Physicians who live in fear of liability and malpractice claims may “gold-plate” care, over-treat, or diagnose conditions to protect themselves, say the report’s authors. Consequently, giving clinicians “safe harbor” protection from medical malpractice liability when they follow clinical practice guidelines could cut wasteful spending, encourage adherence to quality measures, and serve as a bipartisan compromise in the battle over tort reform, according to the report.

No state currently has operational safe harbors, and some hurdles to overcome in instituting them include:

the time and expense of producing guidelines;

the inability to keep guidelines up to date with rapidly changing medical innovations;

doctor resistance to following guidelines, and

the difficulty of indicating which care should and should not be given.
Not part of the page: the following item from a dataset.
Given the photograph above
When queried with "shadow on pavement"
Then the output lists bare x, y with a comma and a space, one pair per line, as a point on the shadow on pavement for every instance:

“By their nature, guidelines provide guidance on what typically constitutes the best care for an entire population. It is therefore hard to use a guideline to deny care to a particular patient, who can always argue that their case is an exception to the general rule,” the report notes. “Accordingly, liability safe harbors are unlikely to contribute much in the near term to bending the curve of increasing medical spending.”

Safe harbors may be better used as supplemental programs to general reforms that target overuse and are based on consumer education or incentives, provider risk-sharing, health plan controls, or government directives, the report concludes.